[Servercert-wg] Ballot SC22: Reduce Certificate Lifetimes (v2)

Ryan Sleevi sleevi at google.com
Tue Sep 3 10:05:06 MST 2019


On Tue, Sep 3, 2019 at 12:19 PM Doug Beattie <doug.beattie at globalsign.com>
wrote:

> Ryan,
>
>
>
> If I understood and agreed with the reasons for these changes, then I
> could certainly convey this to our customers, but you continue to skirt the
> real subject which is there is not a definitive place where the authors of
> this ballot have laid out the reasons for the change and tied that to the
> proposed timeline.  I’m more than willing to send along the position
> statement and provide commentary on it.
>

You've said that, but what is and remains unclear is how the Ballot is not
that. That's why I'm again trying to understand what it is you feel is
lacking.

GlobalSign has previously been supportive of shorter lived certificates -
for example,
https://www.globalsign.com/en/blog/ssl-certificate-validity-capped-at-maximum-two-years/
 and
https://www.globalsign.com/en/blog/ssl-certificate-validity-capped-at-maximum-two-years/
-
so it's clear GlobalSign sees benefits and has been able to communicate
those benefits in the past with its customers. Do those benefits not apply
to one year reductions?


> I don’t buy the comment that incident reports are the driving reason for
> shorter periods, or that shorter periods will reduce the number of incident
> reports.
>

https://bugzilla.mozilla.org/show_bug.cgi?id=1547691

In this incident, GlobalSign oversaw a third-party Sub-CA to issue
certificates, which then violated the Baseline Requirements. In this
scenario, because this customer issued certificates at 30 days or less,
they were able to reconfigure and replace the affected certificates
rapidly, and in the worse case, would have been no more than 30 days from
remediation. However, other certificates were manually managed, and
required significant manual effort to replace, which would have created
non-trivial impact if GlobalSign and its Sub-CA followed the BR-required
timeline of 5 days.

In the course of that response, concerns with the Sub-CA were raised.
However, GlobalSign's response was that because the majority of the
certificates were expired, it was reasonable to delay revocation and focus
on holistic replacement, rather than taking immediate steps to protect
users. Here, the overall reduction in lifetime allowed for a better risk
management calculus for those certificates still in use, without having to
worry about 'legacy' certificates that might no longer be used, but were
unexpired.

https://bugzilla.mozilla.org/show_bug.cgi?id=1575880

GlobalSign employees failed to appropriately validate certificates. During
the course of investigation, GlobalSign was able to focus only on unexpired
certificates, and did not examine certificates that had previously expired.
This risk calculus is likely because GlobalSign understands that expired
certificates can "do no harm", even if they may provide useful insight into
the systemic issues behind the failure of GlobalSign and its employees to
validate the data correctly.

https://bugzilla.mozilla.org/show_bug.cgi?id=1393555

GlobalSign failed to properly validate domain names or follow RFC 5280, as
well as oversee that of its technically constrained sub-CAs. In this
situation, GlobalSign had corrected their issuance practice in February
2016; however, they did not discover the issue until February 2017. This
issue went undetected because the customer ordered the certificates in
August 2015, with a two year validity. As a result, this issue would not
have been detected until August 2017 by GlobalSign, except for that fact
that Relying Parties discovered GlobalSign was violating its CP/CPS and the
Baseline Requirements.

Here, shorter lifetimes would have ensured that, as the customer replaced
their certificate in a hypothetical August 2016, the issue would have been
discovered, approximately six months before the community discovered it.

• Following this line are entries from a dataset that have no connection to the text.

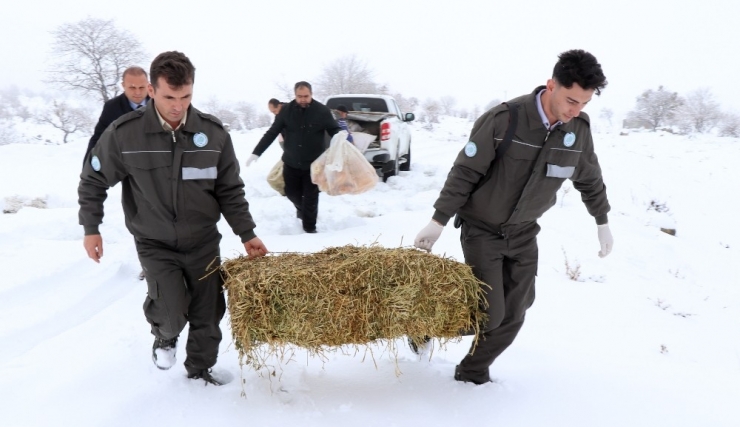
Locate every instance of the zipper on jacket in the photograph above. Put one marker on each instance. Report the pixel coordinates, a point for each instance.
(174, 178)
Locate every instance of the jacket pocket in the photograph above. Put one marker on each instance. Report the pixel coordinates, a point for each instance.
(152, 289)
(523, 151)
(198, 165)
(562, 163)
(148, 160)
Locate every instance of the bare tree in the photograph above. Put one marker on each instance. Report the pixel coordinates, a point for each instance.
(286, 91)
(223, 112)
(491, 104)
(347, 74)
(66, 118)
(474, 113)
(407, 105)
(730, 125)
(607, 114)
(90, 56)
(655, 108)
(699, 112)
(447, 103)
(8, 134)
(249, 115)
(431, 109)
(11, 104)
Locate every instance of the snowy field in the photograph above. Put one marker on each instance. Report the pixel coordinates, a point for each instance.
(649, 336)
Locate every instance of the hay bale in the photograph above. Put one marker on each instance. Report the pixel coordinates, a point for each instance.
(347, 295)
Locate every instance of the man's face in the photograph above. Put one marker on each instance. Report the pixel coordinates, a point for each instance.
(274, 110)
(303, 96)
(566, 103)
(135, 87)
(172, 103)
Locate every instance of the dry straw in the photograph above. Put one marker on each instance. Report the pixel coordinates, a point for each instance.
(350, 295)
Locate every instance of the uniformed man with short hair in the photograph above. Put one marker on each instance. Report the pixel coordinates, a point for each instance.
(179, 174)
(498, 191)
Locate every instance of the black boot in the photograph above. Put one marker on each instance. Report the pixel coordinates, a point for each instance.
(475, 379)
(163, 353)
(205, 375)
(421, 348)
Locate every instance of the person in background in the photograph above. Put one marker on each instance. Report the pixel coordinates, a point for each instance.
(303, 122)
(342, 122)
(179, 174)
(134, 96)
(274, 105)
(552, 142)
(134, 83)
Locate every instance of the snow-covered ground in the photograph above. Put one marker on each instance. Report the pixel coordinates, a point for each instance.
(649, 336)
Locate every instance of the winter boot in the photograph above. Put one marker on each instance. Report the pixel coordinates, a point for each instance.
(163, 353)
(421, 348)
(475, 379)
(206, 375)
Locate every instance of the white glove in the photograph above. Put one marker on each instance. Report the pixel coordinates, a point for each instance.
(428, 235)
(606, 240)
(252, 158)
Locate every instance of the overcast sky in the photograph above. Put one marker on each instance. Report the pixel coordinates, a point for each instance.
(472, 50)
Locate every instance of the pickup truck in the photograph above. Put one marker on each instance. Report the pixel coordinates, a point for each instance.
(379, 115)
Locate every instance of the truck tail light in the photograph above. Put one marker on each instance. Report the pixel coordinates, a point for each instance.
(385, 131)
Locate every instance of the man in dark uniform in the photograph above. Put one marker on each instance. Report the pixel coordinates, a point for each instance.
(498, 196)
(179, 174)
(135, 83)
(303, 123)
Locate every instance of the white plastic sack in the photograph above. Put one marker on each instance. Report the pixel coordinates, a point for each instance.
(342, 169)
(362, 140)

As part of that response, GlobalSign also announced it was moving the
technically constrained sub-CAs it oversaw to managed solutions. Not
withstanding any concerns for certificate pinning, one would assume that
from the moment that decision is made, it would take GlobalSign
approximately two years to complete that migration from making the service
available. Anything sooner than that would be disruptive to Subscribers, as
it would involve revoking the Sub-CA and requiring a forced replacement of
their certificates. Had the validity period been capped at one year, then
the time period that GlobalSign adopted - roughly a year and a half - would
have been able to be completed sooner (within a year) and without any
disruption or negative impact, simply through the natural cadence of
certificates.

https://bugzilla.mozilla.org/show_bug.cgi?id=1390997

GlobalSign had been failing to follow the EV Guidelines for a number of
years, not enforcing certain provisions. This was reported by Relying
Parties in August 2017. As part of its incident response, GlobalSign shared
that it had corrected the underlying problem in late November 2016.
However, these certificates had all been issued prior to then, and thus
evaded detection. Had lifetime been capped at a year, both the underlying
issue and the improved remediation would have allowed GlobalSign to detect
this particular issue and remedy the underlying issue sooner.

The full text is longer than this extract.